Scheme of Arrangement: Classifying Creditors

by Jason Yong Kok Yew ~ 16 March 2021

Scheme of Arrangement: Classifying Creditors


Contributed by

Jason Yong Kok Yew

Email: yky@thomasphilip.com.my

A scheme of arrangement (“SOA”) is one of the corporate rescue mechanisms provided for under the Companies Act, 2016 (“CA 2016”) wherein, essentially, the company enters into a binding agreement with its creditors to restructure its debt with them. 

The 3-step procedure to obtain an SOA is as follows:

  1. Application to Court pursuant to Section 366 CA 2016 for leave to summon a meeting of the company with its creditors and/or members; 
  2. Holding the meetings of different classes of creditors and/or members to approve the proposed scheme of arrangement (the “Proposed Scheme”); and
  3. If a 75% majority of the total value of creditors (or class of creditors) or members (or class of members) approve the Proposed Scheme, a further application to Court for sanction of the Proposed Scheme. 

For a more detailed introduction to SOA, click here.

The Significance of ‘Classes of Creditors’

Under the current legislative framework, the way the creditors (or class of creditors) are determined have a big impact on the Proposed Scheme’s success. If there is only 1 class of creditors, the applicant would require a 75% majority of the total value of these creditors in order for the Proposed Scheme to succeed.
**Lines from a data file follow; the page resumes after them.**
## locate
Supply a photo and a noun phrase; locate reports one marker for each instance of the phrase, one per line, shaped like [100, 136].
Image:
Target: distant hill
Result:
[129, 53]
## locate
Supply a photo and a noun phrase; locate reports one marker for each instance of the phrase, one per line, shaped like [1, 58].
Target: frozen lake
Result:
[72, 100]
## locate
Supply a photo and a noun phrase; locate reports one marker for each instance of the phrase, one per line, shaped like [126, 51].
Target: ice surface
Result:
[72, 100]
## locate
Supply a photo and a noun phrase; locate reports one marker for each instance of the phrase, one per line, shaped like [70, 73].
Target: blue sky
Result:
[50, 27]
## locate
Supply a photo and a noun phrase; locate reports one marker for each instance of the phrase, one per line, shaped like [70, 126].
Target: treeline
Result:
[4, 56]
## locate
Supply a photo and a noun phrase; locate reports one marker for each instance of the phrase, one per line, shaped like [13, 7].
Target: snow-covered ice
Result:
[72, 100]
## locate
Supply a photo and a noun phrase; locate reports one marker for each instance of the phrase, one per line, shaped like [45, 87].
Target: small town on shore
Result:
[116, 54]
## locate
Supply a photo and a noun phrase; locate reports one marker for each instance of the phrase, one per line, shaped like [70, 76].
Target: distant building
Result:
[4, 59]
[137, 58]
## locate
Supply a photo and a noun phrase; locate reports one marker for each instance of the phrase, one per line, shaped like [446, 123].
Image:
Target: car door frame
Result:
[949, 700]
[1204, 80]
However, if there are 2 classes of creditors (for instance, secured creditors and unsecured creditors), then separate meetings will have to be held and both classes of creditors must approve the Proposed Scheme by a 75% majority of the total value for the Proposed Scheme to succeed. This increases the risks of an entire SOA failing due to errant voting of a company’s creditors. 
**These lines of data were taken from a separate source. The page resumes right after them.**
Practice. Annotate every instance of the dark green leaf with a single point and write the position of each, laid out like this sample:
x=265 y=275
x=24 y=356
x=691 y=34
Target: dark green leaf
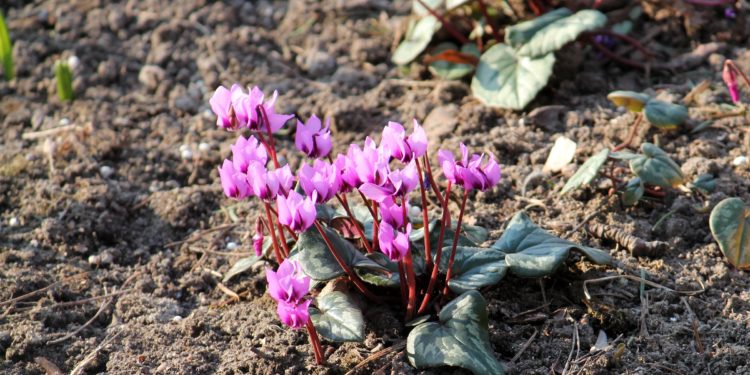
x=532 y=252
x=337 y=318
x=460 y=338
x=730 y=226
x=587 y=172
x=655 y=167
x=507 y=80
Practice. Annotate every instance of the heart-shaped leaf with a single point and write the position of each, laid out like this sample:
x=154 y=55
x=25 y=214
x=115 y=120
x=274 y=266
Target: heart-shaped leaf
x=633 y=101
x=655 y=167
x=318 y=262
x=532 y=252
x=730 y=226
x=504 y=79
x=522 y=32
x=665 y=115
x=473 y=268
x=561 y=32
x=460 y=338
x=337 y=318
x=587 y=172
x=449 y=70
x=634 y=190
x=418 y=36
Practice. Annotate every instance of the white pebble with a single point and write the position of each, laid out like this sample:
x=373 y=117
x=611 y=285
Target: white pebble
x=73 y=62
x=739 y=160
x=106 y=171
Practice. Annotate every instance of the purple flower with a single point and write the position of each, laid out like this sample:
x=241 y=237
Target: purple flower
x=730 y=79
x=393 y=243
x=312 y=139
x=294 y=315
x=221 y=105
x=322 y=178
x=258 y=237
x=401 y=147
x=397 y=183
x=471 y=173
x=392 y=213
x=248 y=150
x=288 y=283
x=295 y=211
x=233 y=182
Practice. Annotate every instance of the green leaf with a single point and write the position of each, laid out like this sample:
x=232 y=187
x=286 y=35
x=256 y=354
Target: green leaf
x=460 y=338
x=6 y=50
x=705 y=183
x=318 y=262
x=532 y=252
x=418 y=36
x=730 y=226
x=337 y=318
x=561 y=32
x=64 y=79
x=504 y=79
x=634 y=190
x=665 y=115
x=449 y=70
x=522 y=32
x=655 y=167
x=473 y=268
x=633 y=101
x=587 y=172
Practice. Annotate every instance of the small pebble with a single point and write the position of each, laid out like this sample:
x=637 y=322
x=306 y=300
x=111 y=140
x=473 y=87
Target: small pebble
x=739 y=160
x=106 y=171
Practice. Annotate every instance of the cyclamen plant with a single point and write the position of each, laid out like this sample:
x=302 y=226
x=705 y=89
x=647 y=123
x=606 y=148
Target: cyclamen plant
x=383 y=175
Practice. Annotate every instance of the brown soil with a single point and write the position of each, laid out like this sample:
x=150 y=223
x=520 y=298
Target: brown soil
x=113 y=197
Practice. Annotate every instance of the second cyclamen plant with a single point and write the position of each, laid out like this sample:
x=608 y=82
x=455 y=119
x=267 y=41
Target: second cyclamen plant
x=367 y=240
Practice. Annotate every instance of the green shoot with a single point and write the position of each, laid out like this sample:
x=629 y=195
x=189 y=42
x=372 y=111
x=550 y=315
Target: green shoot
x=64 y=78
x=6 y=50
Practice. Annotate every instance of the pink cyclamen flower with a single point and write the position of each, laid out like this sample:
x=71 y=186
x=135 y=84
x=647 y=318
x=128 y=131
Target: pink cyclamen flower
x=221 y=105
x=321 y=178
x=471 y=173
x=401 y=147
x=397 y=183
x=730 y=78
x=245 y=151
x=294 y=315
x=295 y=211
x=233 y=181
x=313 y=139
x=287 y=284
x=393 y=243
x=392 y=213
x=258 y=237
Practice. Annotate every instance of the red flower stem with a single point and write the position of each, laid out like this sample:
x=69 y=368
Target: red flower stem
x=438 y=253
x=409 y=266
x=359 y=231
x=433 y=184
x=425 y=222
x=737 y=70
x=631 y=135
x=447 y=25
x=270 y=135
x=495 y=33
x=352 y=276
x=315 y=342
x=276 y=251
x=455 y=242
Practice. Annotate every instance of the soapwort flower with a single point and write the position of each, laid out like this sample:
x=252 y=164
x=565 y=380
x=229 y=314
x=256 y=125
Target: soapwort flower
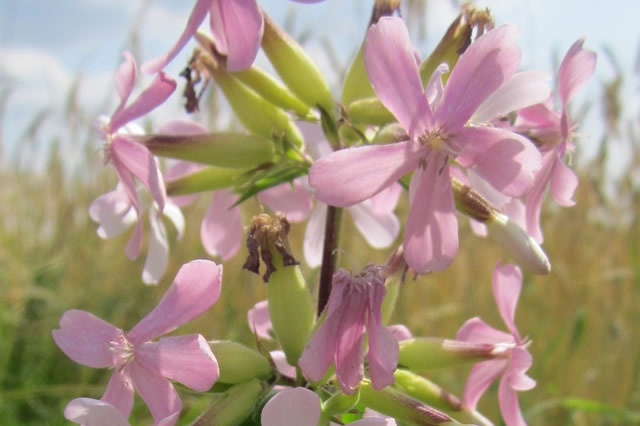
x=507 y=283
x=145 y=365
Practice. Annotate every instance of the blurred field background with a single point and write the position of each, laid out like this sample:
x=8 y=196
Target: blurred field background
x=583 y=318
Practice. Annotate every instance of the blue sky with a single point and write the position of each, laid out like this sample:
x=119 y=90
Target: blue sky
x=45 y=45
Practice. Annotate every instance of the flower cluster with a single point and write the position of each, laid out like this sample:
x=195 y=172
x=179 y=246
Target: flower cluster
x=463 y=131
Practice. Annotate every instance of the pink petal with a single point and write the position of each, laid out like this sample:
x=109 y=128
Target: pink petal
x=156 y=391
x=349 y=359
x=93 y=412
x=157 y=252
x=314 y=236
x=86 y=339
x=137 y=160
x=198 y=14
x=535 y=196
x=259 y=319
x=292 y=199
x=481 y=376
x=577 y=67
x=295 y=406
x=221 y=228
x=379 y=230
x=477 y=331
x=119 y=393
x=185 y=359
x=490 y=61
x=242 y=27
x=195 y=289
x=393 y=72
x=385 y=201
x=509 y=406
x=158 y=92
x=352 y=175
x=126 y=76
x=383 y=346
x=507 y=283
x=521 y=361
x=505 y=159
x=522 y=90
x=431 y=233
x=563 y=183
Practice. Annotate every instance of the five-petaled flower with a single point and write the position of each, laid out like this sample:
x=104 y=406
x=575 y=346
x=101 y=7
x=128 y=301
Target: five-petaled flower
x=354 y=306
x=507 y=283
x=436 y=121
x=142 y=364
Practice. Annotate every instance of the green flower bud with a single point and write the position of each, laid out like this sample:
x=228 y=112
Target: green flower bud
x=428 y=353
x=225 y=149
x=233 y=406
x=238 y=363
x=295 y=68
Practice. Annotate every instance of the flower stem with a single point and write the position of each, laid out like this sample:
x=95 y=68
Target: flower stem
x=329 y=255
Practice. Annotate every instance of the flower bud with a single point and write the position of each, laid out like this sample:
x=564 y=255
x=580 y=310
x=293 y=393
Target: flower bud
x=295 y=68
x=273 y=91
x=520 y=245
x=233 y=406
x=205 y=179
x=396 y=404
x=290 y=305
x=225 y=149
x=428 y=353
x=238 y=363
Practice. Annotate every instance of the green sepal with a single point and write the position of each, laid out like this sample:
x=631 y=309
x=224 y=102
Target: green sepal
x=225 y=149
x=238 y=363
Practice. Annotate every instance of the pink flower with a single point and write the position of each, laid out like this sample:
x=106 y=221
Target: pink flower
x=115 y=214
x=138 y=362
x=374 y=218
x=236 y=27
x=354 y=305
x=436 y=123
x=553 y=131
x=302 y=407
x=129 y=158
x=507 y=283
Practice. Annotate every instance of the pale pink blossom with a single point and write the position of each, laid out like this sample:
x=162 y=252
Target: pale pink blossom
x=436 y=121
x=554 y=131
x=236 y=28
x=507 y=283
x=303 y=407
x=145 y=365
x=354 y=307
x=114 y=213
x=129 y=158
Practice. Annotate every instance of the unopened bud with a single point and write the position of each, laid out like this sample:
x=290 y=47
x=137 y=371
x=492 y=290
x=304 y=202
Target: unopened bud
x=238 y=363
x=520 y=245
x=456 y=40
x=400 y=406
x=295 y=67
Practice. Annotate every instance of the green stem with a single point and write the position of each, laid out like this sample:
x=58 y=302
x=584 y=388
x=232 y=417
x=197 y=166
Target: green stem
x=329 y=255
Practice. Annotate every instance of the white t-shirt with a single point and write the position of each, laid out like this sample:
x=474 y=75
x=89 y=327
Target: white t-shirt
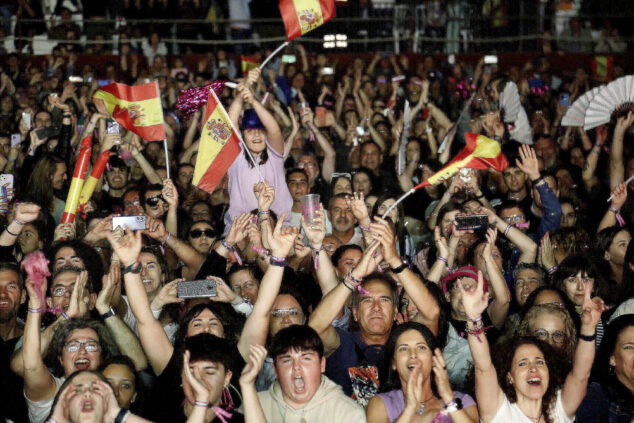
x=39 y=410
x=511 y=413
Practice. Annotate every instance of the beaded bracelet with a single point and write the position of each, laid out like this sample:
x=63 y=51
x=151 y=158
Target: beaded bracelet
x=232 y=250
Who Decides the Classes of Creditors?

When applying for an SOA, the applicant has discretion on which creditors to include (or exclude) from the Proposed Scheme. There is no obligation to include all of a company’s creditors in a Proposed Scheme, as long as the applicant is able to justify why a particular group of creditors is excluded.  See the High Court case of Jin Lin Wood Industries Sdn Bhd & Ors v Mulpha International Bhd (No. 2), which was subsequently affirmed on appeal:

“…The mere exclusion of a certain creditor does not open the applicants to imputations of mala fides and abuse of process. Under s. 176(1),the applicants have the discretion not to compromise with all creditors and the rights of the remaining creditors are merely stayed…”
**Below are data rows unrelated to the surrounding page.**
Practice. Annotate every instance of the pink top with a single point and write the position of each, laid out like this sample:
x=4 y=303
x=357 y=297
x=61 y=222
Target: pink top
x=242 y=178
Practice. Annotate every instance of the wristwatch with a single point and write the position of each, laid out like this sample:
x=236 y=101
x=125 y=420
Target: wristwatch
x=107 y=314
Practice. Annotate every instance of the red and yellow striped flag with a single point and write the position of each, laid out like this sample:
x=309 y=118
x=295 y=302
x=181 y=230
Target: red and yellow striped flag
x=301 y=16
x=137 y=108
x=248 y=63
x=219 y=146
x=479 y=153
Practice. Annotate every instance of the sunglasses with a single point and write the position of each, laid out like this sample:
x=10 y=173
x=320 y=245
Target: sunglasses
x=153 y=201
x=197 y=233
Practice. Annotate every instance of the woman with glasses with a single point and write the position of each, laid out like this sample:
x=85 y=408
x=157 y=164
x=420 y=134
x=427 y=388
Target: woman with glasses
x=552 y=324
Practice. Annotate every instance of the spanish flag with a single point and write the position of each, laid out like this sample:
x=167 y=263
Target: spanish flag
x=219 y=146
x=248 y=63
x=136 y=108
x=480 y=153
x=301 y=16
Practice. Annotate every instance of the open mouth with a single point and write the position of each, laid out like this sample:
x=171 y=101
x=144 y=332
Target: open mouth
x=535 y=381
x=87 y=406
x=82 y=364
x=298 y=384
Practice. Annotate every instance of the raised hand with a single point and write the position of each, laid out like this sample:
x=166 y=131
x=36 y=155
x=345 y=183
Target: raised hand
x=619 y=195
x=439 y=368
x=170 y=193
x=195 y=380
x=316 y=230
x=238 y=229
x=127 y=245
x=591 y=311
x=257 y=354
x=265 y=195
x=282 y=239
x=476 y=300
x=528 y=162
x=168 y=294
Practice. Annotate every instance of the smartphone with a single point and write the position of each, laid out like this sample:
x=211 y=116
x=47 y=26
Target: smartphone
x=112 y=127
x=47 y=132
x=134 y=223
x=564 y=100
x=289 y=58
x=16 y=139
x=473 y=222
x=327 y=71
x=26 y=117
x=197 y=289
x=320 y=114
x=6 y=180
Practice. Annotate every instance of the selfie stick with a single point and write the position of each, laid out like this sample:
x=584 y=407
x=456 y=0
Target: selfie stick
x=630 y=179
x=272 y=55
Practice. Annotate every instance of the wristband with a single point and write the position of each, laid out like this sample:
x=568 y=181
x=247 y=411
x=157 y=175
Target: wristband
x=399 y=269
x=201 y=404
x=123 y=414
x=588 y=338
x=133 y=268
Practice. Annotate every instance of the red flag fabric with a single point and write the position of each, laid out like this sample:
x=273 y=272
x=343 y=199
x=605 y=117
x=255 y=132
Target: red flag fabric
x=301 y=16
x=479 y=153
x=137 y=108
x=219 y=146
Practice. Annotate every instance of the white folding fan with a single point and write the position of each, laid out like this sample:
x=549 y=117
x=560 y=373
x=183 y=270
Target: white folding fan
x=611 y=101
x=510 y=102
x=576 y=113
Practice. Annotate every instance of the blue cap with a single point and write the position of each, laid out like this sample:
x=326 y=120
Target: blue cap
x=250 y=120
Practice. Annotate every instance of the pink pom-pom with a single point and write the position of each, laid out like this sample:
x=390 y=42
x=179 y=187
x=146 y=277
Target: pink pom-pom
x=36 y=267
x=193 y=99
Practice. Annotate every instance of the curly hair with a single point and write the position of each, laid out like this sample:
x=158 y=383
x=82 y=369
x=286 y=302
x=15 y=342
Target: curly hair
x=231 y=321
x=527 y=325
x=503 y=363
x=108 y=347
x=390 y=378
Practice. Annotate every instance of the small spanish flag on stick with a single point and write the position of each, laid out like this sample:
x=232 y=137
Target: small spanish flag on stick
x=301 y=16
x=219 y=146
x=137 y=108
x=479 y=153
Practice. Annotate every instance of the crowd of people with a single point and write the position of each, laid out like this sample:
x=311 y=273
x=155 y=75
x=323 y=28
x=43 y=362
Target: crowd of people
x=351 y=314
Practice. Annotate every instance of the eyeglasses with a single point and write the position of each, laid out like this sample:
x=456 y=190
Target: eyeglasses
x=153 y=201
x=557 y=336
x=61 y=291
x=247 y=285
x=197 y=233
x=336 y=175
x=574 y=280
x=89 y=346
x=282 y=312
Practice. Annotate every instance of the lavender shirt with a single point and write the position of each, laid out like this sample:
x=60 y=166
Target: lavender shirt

An SOA can even depart from the ‘pari passu’ or ‘undue preference’ principle which, generally, provides a descending priority of creditors in winding up and renders invalid any transaction meant to give undue preference to one or more creditor(s) to the exclusion of certain others. 

Classification of Scheme Creditors

Scheme creditors are grouped according to the nature of their legal rights. Although there is no hard and fast rule in classifying creditors, the English case of Sovereign Life Assurance Co v. Dodd (“Dodd”) does elucidate with the following test to determine which creditors fall into a separate class:

“a class must be confined to those persons whose rights are not so dissimilar as to make it impossible for them to consult together with a view to their common interest”.

The test in Dodd has been referred to in Malaysian jurisprudence, including in the Federal Court decision of Francis Augustine Pereira v Dataran Mantin Sdn Bhd & Ors and other appeals (“Dataran Mantin”), which provides that:

“A class of creditors is determined by their common interest, such interest separating them from other creditors with whom they are unable to consult together in respect of that common interests.”

An example of the ‘common interest’ test is that unsecured creditors should not be classified in the same manner as secured creditors (e.g. banks with financing facilities and a charge over the company’s land). This is because both parties have different interests as to whether the Proposed Scheme should be approved. 

Conclusion

Given that any class of creditors have the power to derail an entire SOA by their dissent to the Proposed Scheme, an applicant must give careful thought in how it classifies creditors in such a way that the Proposed Scheme can be approved without violating the entire purpose of classifying creditors.